## Introduction to geocoding and plotting using HTRC Analytics, Geopy and Cartopy


In this notebook, the goal is to introduce you to geolocation and plotting locations generated from Named Entity Recognition (NER) using Python, HathiTrust data and HathiTrust Research Center (HTRC) tools. The main focus will be to take the output of [HTRC's built-in Named Entity Recognizer ](https://analytics.hathitrust.org/statisticalalgorithms) algorithm run over a workset, and use it to geocode and plot locations. The NER algorithm's output is very useful for this, as it does the NER step and tagging for you, without any need for code. However, should you be interested, at the end of the notebook, there is a further section on recreating the NER steps over full text data directly using the [Natural Language Toolkit (NLTK)](https://www.nltk.org/). This notebook will help you:

1. Load the output CSV of the NER algorithm in HTRC Analytics into a [Pandas](https://pandas.pydata.org/) DataFrame and extract locations;
2. Use the library [GeoPy](https://geopy.readthedocs.io/en/stable/) to geocode each location; and
3. Use a mapping library, [Cartopy](https://scitools.org.uk/cartopy/docs/latest/), to plot geographic data using MatPlotLib.

If you're using Anaconda to manage your python packages, the Natural Language Toolkit (NLTK), Cartopy, Matplotlib and Pandas should already be installed. You can test this by skipping to our first code cell and seeing if the libraries import correctly. Instructions for installing these packages and Geopy using `pip` are below.

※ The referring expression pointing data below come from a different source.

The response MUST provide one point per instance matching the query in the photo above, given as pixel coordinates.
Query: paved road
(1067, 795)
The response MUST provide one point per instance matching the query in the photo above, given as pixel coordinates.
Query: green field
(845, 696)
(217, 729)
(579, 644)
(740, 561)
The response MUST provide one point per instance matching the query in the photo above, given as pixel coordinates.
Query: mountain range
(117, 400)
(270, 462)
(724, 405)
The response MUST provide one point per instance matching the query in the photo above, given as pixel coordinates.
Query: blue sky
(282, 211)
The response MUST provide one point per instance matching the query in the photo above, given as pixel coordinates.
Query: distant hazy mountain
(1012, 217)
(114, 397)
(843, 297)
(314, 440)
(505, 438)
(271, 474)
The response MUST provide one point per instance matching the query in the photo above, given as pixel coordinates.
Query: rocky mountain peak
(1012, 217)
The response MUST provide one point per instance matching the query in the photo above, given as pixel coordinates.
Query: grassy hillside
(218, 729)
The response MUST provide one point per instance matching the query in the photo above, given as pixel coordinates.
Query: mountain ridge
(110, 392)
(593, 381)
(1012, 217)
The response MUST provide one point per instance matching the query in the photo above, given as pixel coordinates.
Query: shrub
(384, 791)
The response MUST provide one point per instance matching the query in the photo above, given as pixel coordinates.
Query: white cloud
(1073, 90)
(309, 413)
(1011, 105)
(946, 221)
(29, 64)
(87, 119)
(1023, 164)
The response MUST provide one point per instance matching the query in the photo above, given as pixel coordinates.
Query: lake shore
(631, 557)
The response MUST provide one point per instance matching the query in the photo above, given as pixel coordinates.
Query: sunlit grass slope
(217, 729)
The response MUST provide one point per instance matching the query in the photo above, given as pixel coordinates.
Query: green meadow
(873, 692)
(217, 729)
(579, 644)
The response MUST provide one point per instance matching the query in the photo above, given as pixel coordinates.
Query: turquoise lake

NLTK, GeoPy, Matplotlib and Pandas can be downloaded and installed using `pip`, as so:

`pip install geopy`

`pip install pandas`

`pip install matplotlib`

`pip install nltk`

`pip install cartopy`

If you're using Anaconda but do not have certain packages installed, it's recommended to download and install using `conda` instead of `pip` as it will ensure that the correct version and dependencies are also installed:

`conda install -c conda-forge cartopy`

`conda install -c conda-forge matplotlib`

`conda install -c conda-forge geopy`

`conda install nltk`

`conda install pandas`

Now that we are all setup, we can start on this project. First, there are some libraries we must import into this notebook in order to use them later:

In [None]:
import geopy, time
import cartopy.crs as ccrs
import cartopy.feature as cfeature
import matplotlib.pyplot as plt
import pandas as pd
import nltk

## Importing NER data from HTRC Analytics

Now, let's load in the result of our NER algorithm run in HTRC Analytics: a CSV of entities, the volume and page of their appearance, and their entity type. We'll import this as a Pandas DataFrame, as it is already in CSV form:

In [None]:
from sklearn.utils import shuffle # importing another library so we can randomly shuffle our entities DF 
                                  # to get results from all volumes in a sub-set

entities = open('entities-modern-traveller.csv','r')
ent_df = pd.read_csv(entities)

ent_df = shuffle(ent_df)

print(ent_df.shape)
ent_df.head()

Here we see that the CSV was loaded correctly and get to see what our data looks like. Our entities are tagged with strings in the `type` column, so we need to go through our data and pull out the entities that are tagged as "LOCATION" in this colummn. If we want to be inclusive, with small adjustments to our code we could also pull out other types, such as "ORGANIZATION" in the interest of not losing any positives. However, we'll focus just on locations today.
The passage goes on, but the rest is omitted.